Tresca stava progettando il suo rientro in Italia, dove avrebbe partecipato attivamente alla vita politica. Deaglio si è innamorato dell’idea che il suo ritorno avrebbe modificato il corso della nostra storia. Che effetto avrebbero fatto le sue pesanti parole di verità sulle folle italiane, affamate di pane e di libertà? I comunisti staliniani americani e italiani parlarono con disprezzo, di Tresca, anche dopo l’omicidio, e sembrarono contenti d’essersene liberati. Non parteciparono ai suoi imponenti funerali.

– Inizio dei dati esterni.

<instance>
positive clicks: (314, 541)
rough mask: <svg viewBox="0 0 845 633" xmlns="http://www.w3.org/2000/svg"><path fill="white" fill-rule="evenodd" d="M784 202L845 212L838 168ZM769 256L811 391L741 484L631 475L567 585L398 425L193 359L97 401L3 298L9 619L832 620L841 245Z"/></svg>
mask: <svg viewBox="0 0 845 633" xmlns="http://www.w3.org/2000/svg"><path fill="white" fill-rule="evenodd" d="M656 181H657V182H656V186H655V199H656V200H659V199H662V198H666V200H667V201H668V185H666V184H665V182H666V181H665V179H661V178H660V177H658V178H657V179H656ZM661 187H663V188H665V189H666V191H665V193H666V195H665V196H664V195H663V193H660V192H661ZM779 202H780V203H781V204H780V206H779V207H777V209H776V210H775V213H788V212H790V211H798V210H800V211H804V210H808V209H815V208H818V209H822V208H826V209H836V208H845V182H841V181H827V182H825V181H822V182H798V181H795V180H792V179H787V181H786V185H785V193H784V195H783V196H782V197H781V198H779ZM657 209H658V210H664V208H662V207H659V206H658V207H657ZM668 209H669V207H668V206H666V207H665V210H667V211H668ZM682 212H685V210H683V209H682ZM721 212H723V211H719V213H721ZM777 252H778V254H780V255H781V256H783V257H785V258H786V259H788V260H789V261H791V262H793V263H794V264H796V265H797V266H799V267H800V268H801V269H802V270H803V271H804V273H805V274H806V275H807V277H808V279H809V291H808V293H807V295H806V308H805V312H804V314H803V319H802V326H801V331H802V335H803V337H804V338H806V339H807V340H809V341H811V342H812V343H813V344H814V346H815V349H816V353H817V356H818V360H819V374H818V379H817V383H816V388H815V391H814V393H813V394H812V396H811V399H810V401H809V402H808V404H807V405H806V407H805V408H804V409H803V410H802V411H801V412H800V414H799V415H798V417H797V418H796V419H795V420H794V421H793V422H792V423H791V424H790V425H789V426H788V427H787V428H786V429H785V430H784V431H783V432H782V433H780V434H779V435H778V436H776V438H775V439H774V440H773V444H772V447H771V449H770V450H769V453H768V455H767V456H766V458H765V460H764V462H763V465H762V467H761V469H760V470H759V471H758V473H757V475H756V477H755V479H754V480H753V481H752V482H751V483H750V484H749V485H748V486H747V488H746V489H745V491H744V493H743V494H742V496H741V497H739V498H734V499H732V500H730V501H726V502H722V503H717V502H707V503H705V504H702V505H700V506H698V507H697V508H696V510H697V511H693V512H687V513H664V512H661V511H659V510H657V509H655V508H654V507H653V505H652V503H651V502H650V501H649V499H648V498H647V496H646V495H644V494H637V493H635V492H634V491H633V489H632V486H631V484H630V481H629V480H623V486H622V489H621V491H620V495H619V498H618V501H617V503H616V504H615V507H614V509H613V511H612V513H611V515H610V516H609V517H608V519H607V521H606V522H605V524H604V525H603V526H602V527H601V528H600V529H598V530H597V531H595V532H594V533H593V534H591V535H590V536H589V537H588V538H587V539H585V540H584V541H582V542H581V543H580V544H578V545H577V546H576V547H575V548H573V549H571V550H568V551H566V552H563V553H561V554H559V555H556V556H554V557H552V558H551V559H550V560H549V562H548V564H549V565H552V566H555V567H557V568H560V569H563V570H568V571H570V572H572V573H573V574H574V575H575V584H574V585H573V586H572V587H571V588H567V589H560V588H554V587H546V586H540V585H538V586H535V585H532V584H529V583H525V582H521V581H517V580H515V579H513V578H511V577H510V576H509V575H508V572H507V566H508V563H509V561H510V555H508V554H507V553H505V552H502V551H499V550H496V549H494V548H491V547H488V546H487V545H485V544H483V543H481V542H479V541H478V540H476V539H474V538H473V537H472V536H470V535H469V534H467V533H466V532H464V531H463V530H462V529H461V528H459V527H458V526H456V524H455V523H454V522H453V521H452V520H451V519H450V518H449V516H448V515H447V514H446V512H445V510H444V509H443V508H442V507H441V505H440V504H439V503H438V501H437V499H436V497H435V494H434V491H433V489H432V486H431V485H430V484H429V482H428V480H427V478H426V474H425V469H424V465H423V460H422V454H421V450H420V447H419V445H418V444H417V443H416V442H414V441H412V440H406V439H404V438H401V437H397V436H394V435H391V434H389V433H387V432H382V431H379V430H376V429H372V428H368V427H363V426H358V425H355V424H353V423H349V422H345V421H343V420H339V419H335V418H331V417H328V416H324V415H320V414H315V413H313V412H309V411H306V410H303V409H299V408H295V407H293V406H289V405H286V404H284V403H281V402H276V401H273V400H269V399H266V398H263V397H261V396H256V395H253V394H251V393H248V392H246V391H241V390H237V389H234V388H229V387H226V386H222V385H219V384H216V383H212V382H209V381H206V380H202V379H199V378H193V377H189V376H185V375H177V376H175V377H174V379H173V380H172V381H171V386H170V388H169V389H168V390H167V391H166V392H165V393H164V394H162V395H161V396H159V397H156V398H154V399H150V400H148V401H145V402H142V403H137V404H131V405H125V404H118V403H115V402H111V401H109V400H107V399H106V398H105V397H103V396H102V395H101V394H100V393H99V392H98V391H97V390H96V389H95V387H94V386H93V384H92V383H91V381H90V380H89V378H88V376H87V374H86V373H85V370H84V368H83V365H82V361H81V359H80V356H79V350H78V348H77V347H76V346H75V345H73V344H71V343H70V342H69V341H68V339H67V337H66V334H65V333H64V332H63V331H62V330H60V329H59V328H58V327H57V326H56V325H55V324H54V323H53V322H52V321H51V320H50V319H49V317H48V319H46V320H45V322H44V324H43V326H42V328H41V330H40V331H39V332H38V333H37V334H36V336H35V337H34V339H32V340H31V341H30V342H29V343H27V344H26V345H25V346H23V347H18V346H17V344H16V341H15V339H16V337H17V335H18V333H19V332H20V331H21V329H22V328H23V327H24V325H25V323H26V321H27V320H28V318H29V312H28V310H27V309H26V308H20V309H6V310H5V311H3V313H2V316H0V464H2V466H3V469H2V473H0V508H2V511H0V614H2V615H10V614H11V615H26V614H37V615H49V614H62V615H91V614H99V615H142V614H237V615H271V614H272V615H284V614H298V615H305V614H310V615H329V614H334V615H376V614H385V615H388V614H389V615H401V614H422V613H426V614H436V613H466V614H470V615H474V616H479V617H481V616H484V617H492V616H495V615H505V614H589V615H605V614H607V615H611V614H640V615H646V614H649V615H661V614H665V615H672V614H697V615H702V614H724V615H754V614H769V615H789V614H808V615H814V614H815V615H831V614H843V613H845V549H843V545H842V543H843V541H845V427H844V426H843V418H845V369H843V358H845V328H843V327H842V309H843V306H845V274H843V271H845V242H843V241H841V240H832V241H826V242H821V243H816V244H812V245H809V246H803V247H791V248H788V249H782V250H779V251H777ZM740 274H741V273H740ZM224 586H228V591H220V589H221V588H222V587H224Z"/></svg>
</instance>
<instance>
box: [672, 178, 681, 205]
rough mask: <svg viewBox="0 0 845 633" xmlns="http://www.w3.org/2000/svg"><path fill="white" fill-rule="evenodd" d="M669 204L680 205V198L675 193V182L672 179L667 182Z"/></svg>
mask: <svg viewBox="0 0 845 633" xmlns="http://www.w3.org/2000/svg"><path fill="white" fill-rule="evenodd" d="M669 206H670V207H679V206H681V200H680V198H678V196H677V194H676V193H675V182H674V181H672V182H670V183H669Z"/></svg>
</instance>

E non parteciparono neppure al famoso primo maggio di Portella della Ginestra nel 1947. Nessun dirigente staliniano (e Togliatti staliniano era fino al midollo) si presentò a quel comizio, varie testimonianze parlano di “avvertimenti”. Come ho detto questo libro susciterà liti e discussioni, almeno tra chi ancora in qualche modo si considera di sinistra. Saranno liti tra reduci sui tempi andati? Siamo sicuri che decifrare e conoscere davvero la nostra storia recente non serva più a niente?